Rabbit Near-Node Storage

CORAL-2 systems at LLNL include HPE Rabbit near-node flash (NNF) storage nodes. Each Rabbit is a storage appliance connected over PCIe to a small set of compute nodes (one Rabbit per chassis on El Capitan). Rabbit storage is managed by HPE's Data Workflow Services (DWS) 1 2, a set of Kubernetes controllers and CRDs that govern the full lifecycle of a storage allocation: creation, mounting, data movement, unmounting, and teardown.

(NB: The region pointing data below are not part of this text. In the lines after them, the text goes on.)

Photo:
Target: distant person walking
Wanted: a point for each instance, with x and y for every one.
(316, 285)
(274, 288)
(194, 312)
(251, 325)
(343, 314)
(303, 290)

Flux exposes Rabbit storage to users through #DW job directives (see Flux with Rabbits for the user guide). This document describes how the integration works internally.

Background

DWS represents a storage allocation as a Workflow Kubernetes custom resource. The Workflow object encodes the user's #DW directives and moves through a series of states under the control of two parties:

The workload manager — Flux, in this case — drives the Workflow forward by patching its spec.desiredState field.
The DWS controllers on the management cluster do the actual work (creating file systems, mounting, moving data, tearing down) and signal completion by advancing status.state to match spec.desiredState.

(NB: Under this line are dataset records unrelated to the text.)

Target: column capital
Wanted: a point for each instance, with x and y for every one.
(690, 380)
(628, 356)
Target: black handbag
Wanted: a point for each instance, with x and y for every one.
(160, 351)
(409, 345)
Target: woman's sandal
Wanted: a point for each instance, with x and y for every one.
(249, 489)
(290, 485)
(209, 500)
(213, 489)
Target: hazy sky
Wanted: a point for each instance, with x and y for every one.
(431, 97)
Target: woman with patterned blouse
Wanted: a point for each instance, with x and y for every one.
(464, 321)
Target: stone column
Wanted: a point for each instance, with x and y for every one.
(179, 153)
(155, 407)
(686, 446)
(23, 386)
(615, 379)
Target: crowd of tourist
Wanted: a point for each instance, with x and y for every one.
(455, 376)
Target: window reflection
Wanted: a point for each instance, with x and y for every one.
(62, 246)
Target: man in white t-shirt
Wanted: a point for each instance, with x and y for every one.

Flux waits for status.state to equal spec.desiredState before advancing to the next state.

Components

Four software components implement the Flux–DWS integration.

dws-jobtap.so: A C Flux jobtap plugin loaded in the job manager of the system instance. It intercepts job lifecycle events (submission, allocation, run, cleanup, exceptions) and drives the per-job state machine by sending RPCs to the dws service. It also exposes an RPC service under job-manager.dws.* for callbacks from coral2_dws, and holds jobs in prolog and epilog actions while DWS does its work, preventing jobs from running before storage is ready and from finishing before storage is cleaned up.
coral2_dws (flux-coral2-dws systemd service): A Python process running alongside the rank-0 broker. It owns the connection to the Kubernetes API server and does everything that requires k8s access: creating and deleting Workflow CRD objects, watching for state changes, computing resource allocations from DirectiveBreakdown CRDs, patching jobspecs, and communicating timing data to the job KVS. It exposes an RPC service under dws.* that the jobtap plugin calls.
flux_k8s Python package: A library bundled with coral2_dws that provides higher-level abstractions: WorkflowInfo (per-job state tracking), RabbitManager (cluster-wide rabbit health and allocation tracking), Watchers (k8s watch loops), flux_k8s.directivebreakdown (resource allocation from DWS breakdown objects), flux_k8s.systemstatus (propagating DWS system health into Flux), and flux_k8s.cleanup (workflow deletion helpers).
dws_environment.so: A Flux shell plugin that reads the dws_environment event posted to the job eventlog at prolog completion and injects the DWS-supplied environment variables (e.g. $DW_JOB_* mount paths) into the job shell.

Workflow State Machine

A DWS Workflow object progresses through seven named states. Flux drives each transition by writing to spec.desiredState; DWS confirms completion by setting status.state to the same value. coral2_dws watches the Workflow CRD stream and reacts to each completion event.

┌──────────┐
│ Proposal │  ← Flux creates Workflow here
└────┬─────┘
     │ DWS validates directives, issues DirectiveBreakdowns
     ▼
┌──────────┐
│  Setup   │  ← Flux writes R (resource assignment) to Computes
└────┬─────┘
     │ DWS creates file systems on rabbits
     ▼
┌──────────┐
│  DataIn  │  ← copy_in data movement (if requested)
└────┬─────┘
     │
     ▼
┌──────────┐
│  PreRun  │  ← compute nodes mount file systems
└────┬─────┘
     │ Flux releases dws-setup prolog; job starts
     ▼
 JOB RUNS
     │ job enters CLEANUP
     ▼
┌──────────┐
│ PostRun  │  ← compute nodes unmount file systems
└────┬─────┘
     │
     ▼
┌──────────┐
│ DataOut  │  ← copy_out data movement (if requested)
└────┬─────┘
     │
     ▼
┌──────────┐
│ Teardown │  ← DWS destroys file systems and frees resources
└────┬─────┘
     │ Flux releases dws-epilog epilog; job finishes
     ▼
  INACTIVE

On exception, the workflow skips directly to Teardown from whatever state it is currently in (see Error Handling below).

Proposal

The Proposal state is the first state of a Workflow. Flux creates the Workflow object with spec.desiredState = Proposal during the job's DEPEND phase (21/Job States and Events Version 1). The DWS controller validates the #DW directives and creates one DirectiveBreakdown CRD per directive, each describing the storage resources required (which rabbits, how much capacity, what file system type).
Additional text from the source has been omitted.